Flux loss: Gradient wrt input leads to empty gradient wrt parameters or to "can't differentiate foreigncall"

Hi Everyone,

I am stuck with the following problem: I need the gradient (w.r.t. the input variables) of my NN in the loss function and cannot get it working. I have seen a couple of posts on this, however none with a solution I could make sense of. As suggested though, I unsuccessfully tried with Zygote, ForwardDiff and BackwardDiff. Since there are a lot of great minds out there, I hope you’ll have a couple a minutes to look at this minimal example:

using Flux, ReverseDiff, ForwardDiff, LinearAlgebra
using Flux: train!

hidden_states = [2, 3, 1]               # Layer widths.
L = length(hidden_states)               # Depth of the network.
layers = [Dense(hidden_states[i], hidden_states[i+1], tanh, bias = false) for i = 1:L-1]
model = Chain(layers[1], layers[2])
ps = params( model )

# Function needed for cost computation.
fparams = Dict("a" => -1, "b" => 2, "c1" => 4, "c2" => 2)
f(y) = [ 
    -( fparams["c1"]*fparams["a"]*y[1]*(y[1]^2 + y[2]^2) + fparams["c2"]*fparams["b"]*y[1] ), 
    -( fparams["c1"]*fparams["a"]*y[2]*(y[1]^2 + y[2]^2) + fparams["c2"]*fparams["b"]*y[2] )

x_test = [0.9, 0.9]

# 1st option runs but grads is empty. 2nd and 3rd options give: "Can't differentiate foreigncall expression".
loss(xdata) = dot( ForwardDiff.gradient( (x_) -> sum(model(x_)),  xdata ), f(xdata) )
# loss(xdata) = dot( ReverseDiff.gradient( (x_) -> sum(model(x_)),  xdata ), f(xdata) )
# loss(xdata) = dot( Zygote.gradient( (x_) -> sum(model(x_)),  xdata )[1], f(xdata) )

println( loss( x_test ) )
println( ps )

opt = RADAM()
for epoch in 1:100
    grads = gradient(ps) do
    if epoch % 20 == 0
        println( grads )
    Flux.update!(opt, ps, grads)

println( loss( x_test ) )
println( ps )

I would be very thankful if any of you can help!

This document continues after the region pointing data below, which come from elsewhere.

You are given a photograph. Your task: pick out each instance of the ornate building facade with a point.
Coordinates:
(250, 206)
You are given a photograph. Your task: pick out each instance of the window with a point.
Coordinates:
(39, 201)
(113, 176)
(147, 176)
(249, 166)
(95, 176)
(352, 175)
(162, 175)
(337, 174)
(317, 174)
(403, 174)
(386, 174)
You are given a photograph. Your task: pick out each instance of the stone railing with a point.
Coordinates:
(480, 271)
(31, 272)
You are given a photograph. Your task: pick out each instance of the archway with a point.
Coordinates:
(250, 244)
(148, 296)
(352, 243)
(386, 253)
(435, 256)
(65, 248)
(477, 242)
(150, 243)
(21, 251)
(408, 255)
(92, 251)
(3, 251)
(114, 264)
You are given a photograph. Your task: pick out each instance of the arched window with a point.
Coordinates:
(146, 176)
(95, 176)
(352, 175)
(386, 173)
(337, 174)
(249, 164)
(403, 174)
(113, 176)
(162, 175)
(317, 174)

Unfortunately second derivatives are tricky, with the exception of ForwardDiff over anything.

Why Zygote over Zygote gives an error here I don’t know. Accessing a dictionary inside the gradient doesn’t seem to be it. It’s a bug and if you can isolate it maybe someone can fix it.

Trying to use Zygote over ForwardDiff, the reason you get zero is that Zygote.forwarddiff(f, x) does not store gradient with respect to f. Which is what it’s calling to avoid an error. But this is a landmine which should probably be removed.

1 Like

Thanks a lot for your answer! So the summary would be: I should wait for Diffract.jl if I want to compute this with AD, right? (Or isolate the error, but I feel like I am quite far from it…)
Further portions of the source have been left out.